The performance follows a composition in 10 parts and leaves space for spontaneous decisions and improvised variations by Bisig and Wegner on stage. Several words of the text are synthesized, sometimes stretched to a very long time period. The connection between music and image progresses through different forms of relationships, control parameters for sound synthesis occasionally affect image generation, spoken words become periodic attractors for the swarm simulations.
Ephraim Wegner developed a Csound script that coordinates the text material by a Markov chain. The chain indices are linked to parameters of granular synthesis (speed/duration, size, rate) a noise vocoder, a rhythm section (speed/duration) and fractional noise (speed/duration, frequency).
The video generation is also linked to the indices of the Markov chain, thus influencing swarm behaviour, repulsion and attraction of the individual particles, alignment on typographic vectors and creating various structures with different textures.
Within the borders of this setup and the limits of the composition, Bisig and Wegner are using their live impact on the stimulating indices, turning parts of their instruments on or off, setting thresholds, using transparency and volume control to respond to one another as well as to the evolving system.

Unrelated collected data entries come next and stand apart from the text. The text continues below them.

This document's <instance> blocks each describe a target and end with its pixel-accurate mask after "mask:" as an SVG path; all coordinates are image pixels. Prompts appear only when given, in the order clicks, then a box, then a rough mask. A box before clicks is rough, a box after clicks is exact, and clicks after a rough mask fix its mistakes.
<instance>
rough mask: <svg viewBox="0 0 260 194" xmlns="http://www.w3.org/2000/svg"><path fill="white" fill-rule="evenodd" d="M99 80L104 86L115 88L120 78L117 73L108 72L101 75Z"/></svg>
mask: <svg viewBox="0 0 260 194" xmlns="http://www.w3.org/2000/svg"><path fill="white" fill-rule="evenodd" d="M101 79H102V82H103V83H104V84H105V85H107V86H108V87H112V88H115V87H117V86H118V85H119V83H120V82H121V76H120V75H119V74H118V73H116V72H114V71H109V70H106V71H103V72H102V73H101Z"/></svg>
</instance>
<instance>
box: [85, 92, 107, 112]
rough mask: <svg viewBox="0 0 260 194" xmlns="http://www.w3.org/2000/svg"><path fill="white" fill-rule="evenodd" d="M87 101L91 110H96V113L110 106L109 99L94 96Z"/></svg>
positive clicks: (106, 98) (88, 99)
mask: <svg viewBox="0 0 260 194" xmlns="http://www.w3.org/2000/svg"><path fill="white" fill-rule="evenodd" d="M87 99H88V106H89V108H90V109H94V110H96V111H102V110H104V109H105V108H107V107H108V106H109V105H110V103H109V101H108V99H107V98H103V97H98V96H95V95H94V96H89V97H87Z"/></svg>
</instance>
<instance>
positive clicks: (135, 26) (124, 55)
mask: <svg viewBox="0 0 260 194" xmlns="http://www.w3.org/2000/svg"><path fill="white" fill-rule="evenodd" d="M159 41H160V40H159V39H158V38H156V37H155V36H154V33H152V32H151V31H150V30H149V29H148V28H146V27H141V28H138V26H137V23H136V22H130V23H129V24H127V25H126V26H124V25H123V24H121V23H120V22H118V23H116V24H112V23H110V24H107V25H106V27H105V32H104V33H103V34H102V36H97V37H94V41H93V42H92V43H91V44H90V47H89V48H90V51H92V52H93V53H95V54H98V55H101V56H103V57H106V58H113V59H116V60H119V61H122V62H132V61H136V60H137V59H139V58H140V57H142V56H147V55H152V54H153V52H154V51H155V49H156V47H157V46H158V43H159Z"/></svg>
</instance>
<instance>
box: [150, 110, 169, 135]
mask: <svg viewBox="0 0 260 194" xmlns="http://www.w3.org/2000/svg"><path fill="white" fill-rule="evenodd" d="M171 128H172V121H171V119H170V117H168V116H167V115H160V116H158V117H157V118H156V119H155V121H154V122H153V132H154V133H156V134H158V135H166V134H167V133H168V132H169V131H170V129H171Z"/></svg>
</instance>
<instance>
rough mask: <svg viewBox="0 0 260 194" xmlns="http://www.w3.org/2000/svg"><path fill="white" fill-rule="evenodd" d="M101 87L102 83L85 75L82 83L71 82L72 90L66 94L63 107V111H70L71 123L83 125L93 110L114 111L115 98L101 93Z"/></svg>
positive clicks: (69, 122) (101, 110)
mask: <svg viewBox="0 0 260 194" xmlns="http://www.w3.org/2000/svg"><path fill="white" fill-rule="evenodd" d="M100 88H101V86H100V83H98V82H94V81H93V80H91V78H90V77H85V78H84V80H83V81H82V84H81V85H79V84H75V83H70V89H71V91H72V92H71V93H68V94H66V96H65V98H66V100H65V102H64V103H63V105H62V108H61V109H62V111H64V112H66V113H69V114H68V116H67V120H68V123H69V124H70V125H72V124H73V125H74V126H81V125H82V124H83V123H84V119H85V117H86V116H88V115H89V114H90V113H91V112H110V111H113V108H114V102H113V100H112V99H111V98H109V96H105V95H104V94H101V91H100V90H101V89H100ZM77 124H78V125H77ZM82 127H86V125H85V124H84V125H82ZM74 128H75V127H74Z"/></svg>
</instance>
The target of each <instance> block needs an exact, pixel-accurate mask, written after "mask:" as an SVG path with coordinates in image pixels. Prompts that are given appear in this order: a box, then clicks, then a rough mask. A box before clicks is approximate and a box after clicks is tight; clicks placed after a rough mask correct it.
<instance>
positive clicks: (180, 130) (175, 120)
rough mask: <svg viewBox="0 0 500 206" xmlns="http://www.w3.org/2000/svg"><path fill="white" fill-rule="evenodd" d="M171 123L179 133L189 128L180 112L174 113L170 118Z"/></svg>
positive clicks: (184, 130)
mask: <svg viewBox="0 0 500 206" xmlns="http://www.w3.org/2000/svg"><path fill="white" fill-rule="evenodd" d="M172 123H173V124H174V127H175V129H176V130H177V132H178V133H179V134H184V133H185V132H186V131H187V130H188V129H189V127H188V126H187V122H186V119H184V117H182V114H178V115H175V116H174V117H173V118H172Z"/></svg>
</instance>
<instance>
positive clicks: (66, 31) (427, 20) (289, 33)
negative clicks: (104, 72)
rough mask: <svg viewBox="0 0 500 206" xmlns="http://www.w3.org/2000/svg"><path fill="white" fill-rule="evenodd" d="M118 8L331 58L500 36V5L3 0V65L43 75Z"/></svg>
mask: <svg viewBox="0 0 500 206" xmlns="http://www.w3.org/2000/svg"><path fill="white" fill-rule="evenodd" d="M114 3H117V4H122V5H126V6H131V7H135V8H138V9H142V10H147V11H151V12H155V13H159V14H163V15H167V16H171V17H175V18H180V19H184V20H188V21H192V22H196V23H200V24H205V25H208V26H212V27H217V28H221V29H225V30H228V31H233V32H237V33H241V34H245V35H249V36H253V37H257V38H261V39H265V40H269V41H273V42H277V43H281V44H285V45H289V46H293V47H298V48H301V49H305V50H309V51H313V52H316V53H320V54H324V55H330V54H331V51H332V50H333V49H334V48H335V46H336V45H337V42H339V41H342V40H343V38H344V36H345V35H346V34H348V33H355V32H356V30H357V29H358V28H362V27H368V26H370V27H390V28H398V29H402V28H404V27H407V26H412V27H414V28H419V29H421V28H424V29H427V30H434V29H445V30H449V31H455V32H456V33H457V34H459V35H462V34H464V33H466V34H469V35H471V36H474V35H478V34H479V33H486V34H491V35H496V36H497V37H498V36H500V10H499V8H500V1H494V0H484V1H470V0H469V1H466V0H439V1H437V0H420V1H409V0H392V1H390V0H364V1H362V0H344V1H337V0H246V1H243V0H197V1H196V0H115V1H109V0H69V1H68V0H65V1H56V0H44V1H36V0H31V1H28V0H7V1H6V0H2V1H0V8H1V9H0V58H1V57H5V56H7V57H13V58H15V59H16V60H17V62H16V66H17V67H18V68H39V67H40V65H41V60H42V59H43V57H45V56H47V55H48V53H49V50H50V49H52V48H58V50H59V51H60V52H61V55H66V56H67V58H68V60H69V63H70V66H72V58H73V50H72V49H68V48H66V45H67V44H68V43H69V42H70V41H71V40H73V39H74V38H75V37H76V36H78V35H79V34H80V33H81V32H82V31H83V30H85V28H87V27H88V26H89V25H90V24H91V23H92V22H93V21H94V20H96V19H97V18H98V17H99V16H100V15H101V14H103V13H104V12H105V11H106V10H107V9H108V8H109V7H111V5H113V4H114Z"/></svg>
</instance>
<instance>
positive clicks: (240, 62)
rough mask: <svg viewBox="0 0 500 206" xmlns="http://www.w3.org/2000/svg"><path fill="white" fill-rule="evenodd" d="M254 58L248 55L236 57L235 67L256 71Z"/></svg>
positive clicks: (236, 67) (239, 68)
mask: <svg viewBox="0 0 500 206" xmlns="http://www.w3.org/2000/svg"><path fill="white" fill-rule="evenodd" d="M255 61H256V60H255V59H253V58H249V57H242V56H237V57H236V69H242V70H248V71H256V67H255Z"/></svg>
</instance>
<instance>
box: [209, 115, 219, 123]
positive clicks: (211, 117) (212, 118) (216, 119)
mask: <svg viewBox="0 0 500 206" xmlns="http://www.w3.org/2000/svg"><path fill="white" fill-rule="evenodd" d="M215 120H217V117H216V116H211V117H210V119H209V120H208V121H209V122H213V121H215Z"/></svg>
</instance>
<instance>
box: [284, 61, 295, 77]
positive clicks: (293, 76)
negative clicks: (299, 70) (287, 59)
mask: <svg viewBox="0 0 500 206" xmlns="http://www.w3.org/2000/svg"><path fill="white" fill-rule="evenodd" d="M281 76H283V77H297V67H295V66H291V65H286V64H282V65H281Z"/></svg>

The artists are approaching the phenomenon of JETZT using an entangled system of sound and images, zooming in between the lines and letters, expanding that present moment along time and assigning it a location in space. Sound and Picture are constantly changing and evolving. There is hardly a moment of temporal extension, except for those moments, when particular words of the poem are made tangible musically or in the visual projection. The play on words is complemented and counteracted by the play of the artists. This approach enables a different form of perception of that present moment, whilst at the same time it is conceived it is already overlapping with the actual presence. The issue of this simultaneity is beyond the expressive possibilities of language.